Looking back I would urge anyone to revisit what they each loved to do as a child...

dayswithaY · 09/11/2020 23:37

Get some focus. Have a plan and some life goals. I wasted a lot of time faffing around, staying in dead end jobs just to fund my social life. Big mistake. Other than my children and my house I don't have a lot to show for my life. I never really did anything with purpose. I wish I was dynamic and educated.

BreathlessCommotion · 09/11/2020 23:38

Everything! Well maybe not, but the big stuff.

Not get in debt, not move across country for a man, not marry H, not have children.

Travel more, focus on my career and making myself happy, with or without anyone else.

PetNameChange · 09/11/2020 23:42

I would have gone and worked in Dubai when offered the job many many years ago!

I wouldn’t of had my children...I would have been completely career focused! I would have been earning around 100k a year if I’d focused on my career. I would wait until I’m my age now then had them.

Other than that wouldn’t change anything else...I made the right choices in the end I love my husband to bits and the kids maybe have a bit more saved up.

Would be interesting to see what I could have been tho

DontCryForMeNextdoorNeighbour · 09/11/2020 23:42

Travel far more when i i was young. For a wide variety of reasons it gets more difficult as you get older. Big regret.

TheDowagerDuchess · 09/11/2020 23:42

God it’s hard because I wouldn’t have got my lovely dc if I hadn’t done some of it!

Been more focussed on what on what I wanted and needed when I was younger. Travelled more. Worried more about what I needed to do career wise at the crucial times and not thought about men so much.

Drunk less. Exercised more.

Not got together with exh, especially not so young.

AndNoneForGretchenWieners · 09/11/2020 23:43

I would take more time to appreciate life and what I have, because I've spent my entire adulthood anxious and depressed when I had no real reason to. I had a happy marriage, lovely family, good education, but still I feel like I wasted years being unhappy before being widowed at 39 and then really having something to be depressed about.

Ideasplease322 · 09/11/2020 23:45

I would have dated more, given blokes more of a chance rather than deciding they weren’t for me after one or two dates.

I would have eaten less and taken up running much earlier.

I would have saved more.

GrumpyHoonMain · 09/11/2020 23:45

@user115632569541

I wouldn't want to go back and relive all this trauma and suffering for a second time. It wasn't fixable this time around, it still wouldn't be on repeat. I was already deeply broken and traumatised by 18.

So I'd go back to tell teenage me that the people telling her to 'hang in there and keep fighting because things will get better' were full of shit and that knowing when to give up is valuable. And I'd hold her hand and comfort her while she died so she didn't have to die alone or feeling frightened.

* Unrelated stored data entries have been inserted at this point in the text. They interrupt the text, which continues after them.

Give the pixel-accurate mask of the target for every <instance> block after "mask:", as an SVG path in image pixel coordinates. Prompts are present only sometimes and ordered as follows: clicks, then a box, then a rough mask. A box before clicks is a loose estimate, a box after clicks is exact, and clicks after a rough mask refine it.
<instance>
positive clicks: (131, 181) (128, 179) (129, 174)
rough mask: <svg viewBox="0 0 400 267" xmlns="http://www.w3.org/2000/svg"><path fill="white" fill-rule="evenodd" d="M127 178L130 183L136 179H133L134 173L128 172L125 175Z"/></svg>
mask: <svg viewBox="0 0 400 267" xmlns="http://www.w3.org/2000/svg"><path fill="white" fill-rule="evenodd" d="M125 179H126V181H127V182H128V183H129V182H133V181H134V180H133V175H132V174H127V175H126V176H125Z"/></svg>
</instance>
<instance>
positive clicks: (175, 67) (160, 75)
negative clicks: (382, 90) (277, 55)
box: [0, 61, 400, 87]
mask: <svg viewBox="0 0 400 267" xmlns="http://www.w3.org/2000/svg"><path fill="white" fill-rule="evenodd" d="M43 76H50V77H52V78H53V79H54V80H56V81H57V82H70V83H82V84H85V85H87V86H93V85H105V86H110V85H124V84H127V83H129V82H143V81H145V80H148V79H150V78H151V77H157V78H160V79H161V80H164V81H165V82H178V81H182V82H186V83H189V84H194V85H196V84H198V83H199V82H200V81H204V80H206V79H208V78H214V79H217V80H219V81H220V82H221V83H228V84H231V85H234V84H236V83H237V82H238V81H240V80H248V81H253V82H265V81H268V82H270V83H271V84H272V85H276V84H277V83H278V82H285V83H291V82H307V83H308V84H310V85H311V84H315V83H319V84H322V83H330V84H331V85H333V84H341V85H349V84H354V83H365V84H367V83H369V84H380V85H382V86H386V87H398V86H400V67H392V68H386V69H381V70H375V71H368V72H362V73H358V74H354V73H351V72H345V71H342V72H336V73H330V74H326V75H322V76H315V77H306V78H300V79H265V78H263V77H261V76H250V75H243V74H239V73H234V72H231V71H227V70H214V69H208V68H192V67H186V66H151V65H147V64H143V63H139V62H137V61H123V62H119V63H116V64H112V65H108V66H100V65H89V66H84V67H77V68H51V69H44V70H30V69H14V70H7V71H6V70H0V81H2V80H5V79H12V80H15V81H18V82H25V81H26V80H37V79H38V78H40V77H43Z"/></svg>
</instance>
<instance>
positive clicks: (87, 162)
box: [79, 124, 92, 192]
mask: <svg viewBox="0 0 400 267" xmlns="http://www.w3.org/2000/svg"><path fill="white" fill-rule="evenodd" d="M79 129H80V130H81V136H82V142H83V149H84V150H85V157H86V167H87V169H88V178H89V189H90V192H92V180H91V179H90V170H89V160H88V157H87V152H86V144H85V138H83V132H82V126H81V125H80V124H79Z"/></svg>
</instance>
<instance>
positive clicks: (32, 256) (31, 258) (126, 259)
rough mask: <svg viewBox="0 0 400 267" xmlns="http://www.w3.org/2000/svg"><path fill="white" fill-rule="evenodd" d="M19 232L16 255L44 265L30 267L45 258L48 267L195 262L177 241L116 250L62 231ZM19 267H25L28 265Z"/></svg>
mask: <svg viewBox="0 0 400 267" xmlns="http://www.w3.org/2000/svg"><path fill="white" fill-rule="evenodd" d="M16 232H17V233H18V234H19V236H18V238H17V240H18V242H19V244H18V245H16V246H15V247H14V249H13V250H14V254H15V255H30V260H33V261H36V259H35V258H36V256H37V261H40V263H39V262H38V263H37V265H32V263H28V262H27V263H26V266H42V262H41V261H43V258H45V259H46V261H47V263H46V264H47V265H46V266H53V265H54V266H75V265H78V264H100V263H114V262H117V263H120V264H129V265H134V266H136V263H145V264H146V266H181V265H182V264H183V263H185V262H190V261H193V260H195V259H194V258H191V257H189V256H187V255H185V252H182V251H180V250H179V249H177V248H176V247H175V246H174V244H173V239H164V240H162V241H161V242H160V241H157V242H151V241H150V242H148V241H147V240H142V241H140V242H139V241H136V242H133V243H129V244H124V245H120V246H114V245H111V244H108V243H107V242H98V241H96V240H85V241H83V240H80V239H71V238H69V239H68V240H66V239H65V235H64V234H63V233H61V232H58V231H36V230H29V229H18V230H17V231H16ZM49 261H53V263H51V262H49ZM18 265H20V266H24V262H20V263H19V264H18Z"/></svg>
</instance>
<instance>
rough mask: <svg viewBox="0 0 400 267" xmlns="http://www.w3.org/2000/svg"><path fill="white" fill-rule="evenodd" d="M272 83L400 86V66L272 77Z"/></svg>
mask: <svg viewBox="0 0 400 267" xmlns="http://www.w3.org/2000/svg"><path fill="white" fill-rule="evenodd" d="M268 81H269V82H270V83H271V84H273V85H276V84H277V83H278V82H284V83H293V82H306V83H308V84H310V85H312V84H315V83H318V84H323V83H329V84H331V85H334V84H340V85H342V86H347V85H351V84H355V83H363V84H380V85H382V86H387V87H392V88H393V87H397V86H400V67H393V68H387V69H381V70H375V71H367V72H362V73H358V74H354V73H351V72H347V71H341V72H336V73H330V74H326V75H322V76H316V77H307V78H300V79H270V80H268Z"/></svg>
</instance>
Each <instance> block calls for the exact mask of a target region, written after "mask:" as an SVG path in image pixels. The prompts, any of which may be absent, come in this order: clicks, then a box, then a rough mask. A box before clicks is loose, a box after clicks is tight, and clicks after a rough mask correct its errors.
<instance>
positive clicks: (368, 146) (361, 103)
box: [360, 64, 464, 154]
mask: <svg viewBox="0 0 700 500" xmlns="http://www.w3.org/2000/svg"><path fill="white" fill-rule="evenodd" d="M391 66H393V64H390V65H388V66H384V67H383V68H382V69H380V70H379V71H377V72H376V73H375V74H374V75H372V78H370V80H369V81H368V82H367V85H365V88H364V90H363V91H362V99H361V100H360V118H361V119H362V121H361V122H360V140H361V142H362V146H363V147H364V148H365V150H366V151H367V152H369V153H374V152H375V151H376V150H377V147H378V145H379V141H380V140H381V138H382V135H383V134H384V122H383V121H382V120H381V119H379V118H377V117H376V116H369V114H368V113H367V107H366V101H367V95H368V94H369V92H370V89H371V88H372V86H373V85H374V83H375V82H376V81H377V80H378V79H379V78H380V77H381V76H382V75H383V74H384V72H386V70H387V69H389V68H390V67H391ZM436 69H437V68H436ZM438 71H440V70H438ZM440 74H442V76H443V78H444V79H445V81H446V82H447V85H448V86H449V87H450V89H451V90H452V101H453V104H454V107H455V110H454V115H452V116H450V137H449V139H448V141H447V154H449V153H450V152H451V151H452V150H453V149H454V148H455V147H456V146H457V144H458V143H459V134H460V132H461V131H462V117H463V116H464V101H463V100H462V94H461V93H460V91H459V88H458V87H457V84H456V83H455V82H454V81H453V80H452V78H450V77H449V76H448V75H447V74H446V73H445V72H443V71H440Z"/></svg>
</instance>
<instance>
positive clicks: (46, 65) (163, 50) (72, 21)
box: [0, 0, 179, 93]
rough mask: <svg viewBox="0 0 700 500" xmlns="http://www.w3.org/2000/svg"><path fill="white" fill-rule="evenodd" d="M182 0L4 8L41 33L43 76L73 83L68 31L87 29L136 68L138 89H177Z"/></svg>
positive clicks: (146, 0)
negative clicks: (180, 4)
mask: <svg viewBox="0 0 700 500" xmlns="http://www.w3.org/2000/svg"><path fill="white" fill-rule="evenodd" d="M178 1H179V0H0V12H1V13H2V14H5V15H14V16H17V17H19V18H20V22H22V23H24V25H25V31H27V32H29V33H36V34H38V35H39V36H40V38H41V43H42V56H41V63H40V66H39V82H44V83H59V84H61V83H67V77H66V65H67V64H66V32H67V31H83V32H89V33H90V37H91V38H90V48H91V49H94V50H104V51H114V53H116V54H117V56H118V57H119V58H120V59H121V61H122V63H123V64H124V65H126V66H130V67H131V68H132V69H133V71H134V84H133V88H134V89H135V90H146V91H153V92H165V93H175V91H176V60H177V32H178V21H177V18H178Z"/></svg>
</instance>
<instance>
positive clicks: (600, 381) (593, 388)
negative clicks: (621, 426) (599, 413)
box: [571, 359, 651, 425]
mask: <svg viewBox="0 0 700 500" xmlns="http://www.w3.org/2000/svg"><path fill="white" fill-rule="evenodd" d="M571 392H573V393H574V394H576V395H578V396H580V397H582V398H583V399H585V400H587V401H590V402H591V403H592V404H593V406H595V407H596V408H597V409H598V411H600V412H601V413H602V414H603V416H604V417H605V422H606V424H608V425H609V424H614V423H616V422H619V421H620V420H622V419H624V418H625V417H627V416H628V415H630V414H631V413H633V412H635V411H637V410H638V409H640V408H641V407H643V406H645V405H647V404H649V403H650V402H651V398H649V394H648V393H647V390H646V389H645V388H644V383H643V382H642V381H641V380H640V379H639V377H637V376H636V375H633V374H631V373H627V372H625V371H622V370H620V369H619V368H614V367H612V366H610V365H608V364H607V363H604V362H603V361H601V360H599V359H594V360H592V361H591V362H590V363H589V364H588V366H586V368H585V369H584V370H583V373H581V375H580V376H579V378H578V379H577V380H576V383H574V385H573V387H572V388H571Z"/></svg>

Seeing as this is impossible fantasy anyway.

Same
User258544 · 09/11/2020 23:51

Had more confidence, been more on it, got on property ladder sooner.

TimeIhadaNameChange · 09/11/2020 23:56

I'd stand up for myself wrt my sister and mother, rather than endure 20 years of being treated like the shit on my sister's shoe whilst she gets treated as a princess. It's not my fault she's jealous that I was born and letting myself being treated like crap has not done any of us any favours.